Hello everyone,
I am trying to find a way to use the start and end information that is stored inside a relationship.
What I'm trying to solve is the following:
My data has duplicates and I'm trying to create Master relationship between these nodes.
MATCH (p1:PERSON)-[r1:HAS_INTID]->(i1:INTID)
MATCH (p2:PERSON)-[r2:HAS_INTID]->(i2:INTID)
WHERE i1.name = i2.name AND p1.overall > p2.overall
CREATE (p1)-[:MASTER_OF]->(p2)
"Overall" here is a score of data completeness. If the row has 5 columns and all 5 are filled, it would have a score of 1. If 4 out of 5 is filled, the score will be 0.80.
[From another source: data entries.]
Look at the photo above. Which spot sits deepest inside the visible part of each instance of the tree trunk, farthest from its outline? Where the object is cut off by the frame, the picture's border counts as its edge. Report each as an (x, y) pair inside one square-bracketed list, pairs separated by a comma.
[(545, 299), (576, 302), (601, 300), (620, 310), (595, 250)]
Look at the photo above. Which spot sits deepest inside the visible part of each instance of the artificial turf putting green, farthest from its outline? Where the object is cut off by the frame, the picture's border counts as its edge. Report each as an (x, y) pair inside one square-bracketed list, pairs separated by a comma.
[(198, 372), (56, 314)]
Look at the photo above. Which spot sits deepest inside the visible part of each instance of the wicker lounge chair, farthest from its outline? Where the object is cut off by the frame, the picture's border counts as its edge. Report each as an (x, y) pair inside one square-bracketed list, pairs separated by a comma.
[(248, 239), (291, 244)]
So what I do is find the nodes that have matching names and the (Person) node with higher overall, will be the Master record.
My issue is with nodes where they have matching names and equal overall score. I will get a bidirectional MASTER_OF relationship (p1 to p2 | p2 to p1 | p1 to p1 | p2 to p2). I obviously want a one direction going from (p1 to p2) only.
When I investigated the r1 relationship I noticed that there is data about the start and end as you can see in the picture below.
What I had in mind is writing a cypher code with the following logic:
MATCH (p1:PERSON)-[r1:HAS_INTID]->(i1:INTID)
MATCH (p2:PERSON)-[r2:HAS_INTID]->(i2:INTID)
WHERE i1.name = i2.name AND p1.overall = p2.overall AND r1.start > r2.start
CREATE (p1)-[:MASTER_OF]->(p2)
In this case I'd be able to create a relationship that connects p1 to p2 only.
I am using Neo4j Sandbox in my example running Version: 4.3.9.